One day a big black car pulled up at the door and took John Cameron to Artane, an industrial school that was initially intended for troubled young boys, but became the home of many others when no-one else wanted them. John was frightened and had been given no advanced warning that his life was about to get even worse. Alone and scared, John, now known as Boy 11963, obeyed the very structured and fierce rules of the Brothers who ran Artane, these men with a cruel fist. John was to witness, and experience, traumatic events that remain with him to this day. It is a difficult chapter of his life to read with descriptions that shock and revile, leaving a very real and lingering sense of sorrow behind.

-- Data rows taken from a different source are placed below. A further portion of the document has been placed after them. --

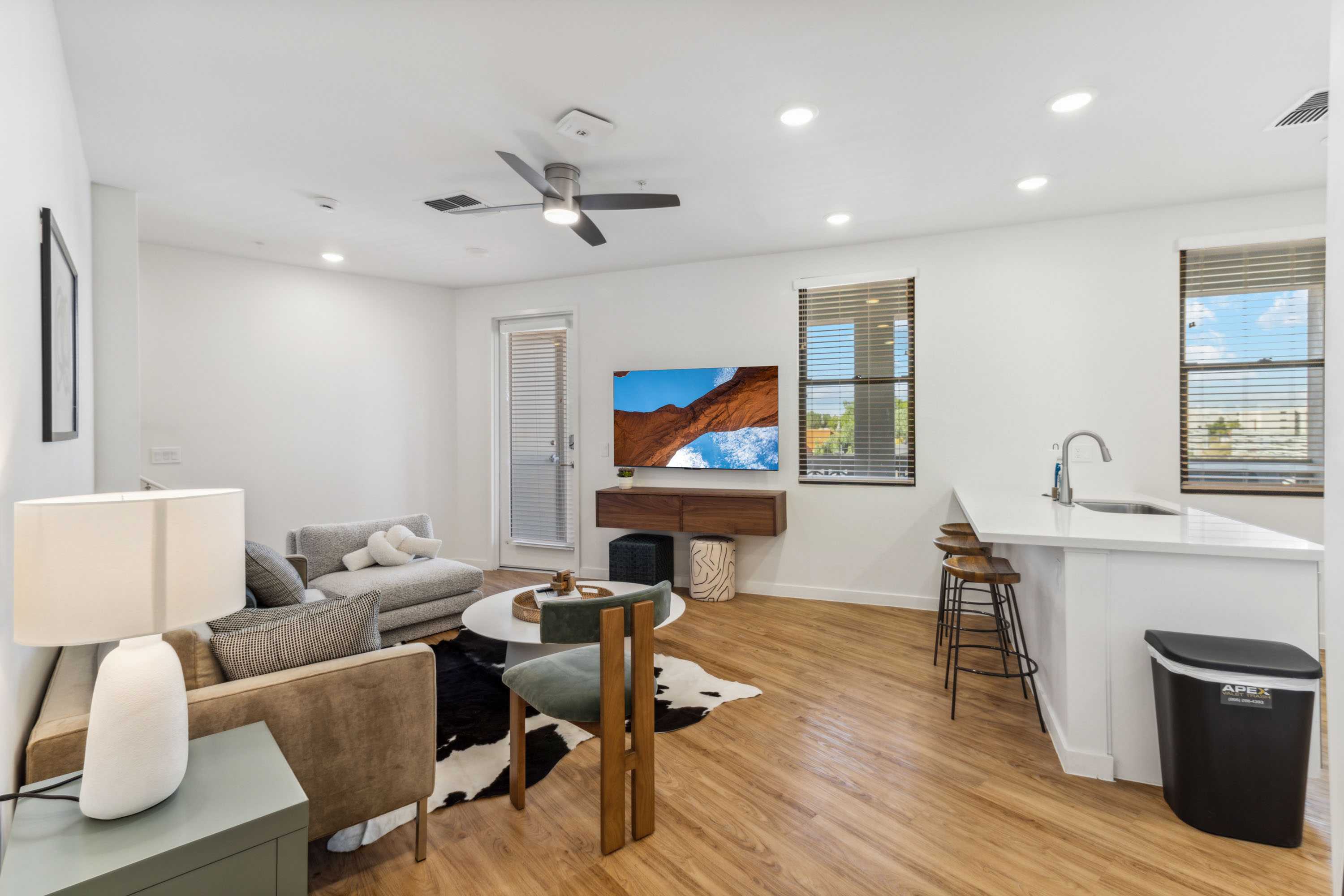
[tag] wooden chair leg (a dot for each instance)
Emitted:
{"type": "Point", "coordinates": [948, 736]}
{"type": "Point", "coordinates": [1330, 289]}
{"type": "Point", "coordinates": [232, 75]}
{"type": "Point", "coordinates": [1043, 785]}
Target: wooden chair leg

“He was almost grateful when he heard anguished cries because whatever was happening was happening to someone else. The bogeyman was real, and Johnny feared him every night of his life in Artane.”

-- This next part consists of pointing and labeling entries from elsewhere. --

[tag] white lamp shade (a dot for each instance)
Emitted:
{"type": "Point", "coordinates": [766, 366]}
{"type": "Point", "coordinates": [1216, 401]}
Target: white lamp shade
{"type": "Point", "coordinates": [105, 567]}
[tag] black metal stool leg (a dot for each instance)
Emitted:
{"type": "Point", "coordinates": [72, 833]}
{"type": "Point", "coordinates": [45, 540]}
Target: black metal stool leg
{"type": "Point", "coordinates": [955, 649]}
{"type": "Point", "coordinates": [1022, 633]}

John Cameron eventually walked out of Artane on Wednesday, 26th September 1951, aged sixteen and never ever looked back. With a determination that belied his upbringing, he had a strength to move on that would see him marry, have children and become a school teacher. But there was always something nagging John. As much as he wanted and needed to move forward with his life he felt a strong need to uncover his history. He had no known relative and knew very little of his beginnings in life so, with his wonderful wife Treasa by his side, they began the search. What they discovered over the years was a tangled web of lies, drama and courtroom shenanigans that shocked a nation.
Boy 11963 is an inconceivable story for many of us who live in such a very different society today. It will shock, sadden and upset many readers as one cannot but visualise the hardship and pain experienced by this man. Now in his eighties, John Cameron, with the encouragement of his incredibly supportive family, has written this inspirational tale of a life forever scarred but certainly not beaten.
Boy 11963 is a tragic story but yet John Cameron, with such fortitude, overcame his very harrowing beginnings and triumphed. He won his life back and went on to achieve success in many areas of his life. John Cameron is an inspiration, a man who shines a light in the darkness, a man whose story will touch the lives of many and bring hope to others.
[ Bio ]
John Cameron overcame tragic beginnings to become a respected school teacher, working for over thirty-five years in West Dublin. Now 85, he lives at home in Gorey with his wife of 58 years, Treasa. He has five grown-up children and five grandchildren and likes nothing more than having the family sitting around the kitchen table. Having developed Parkinson’s Disease with Lewy body dementia in recent years, John lives a quiet but contented life. He enjoys spending time with his grandchildren, tinkering in his work shed, and volunteering his woodworking and crafting expertise in the local Men’s Sheds Association.
Boy 11963, the story of John’s early life and his search for his origins, is his first book.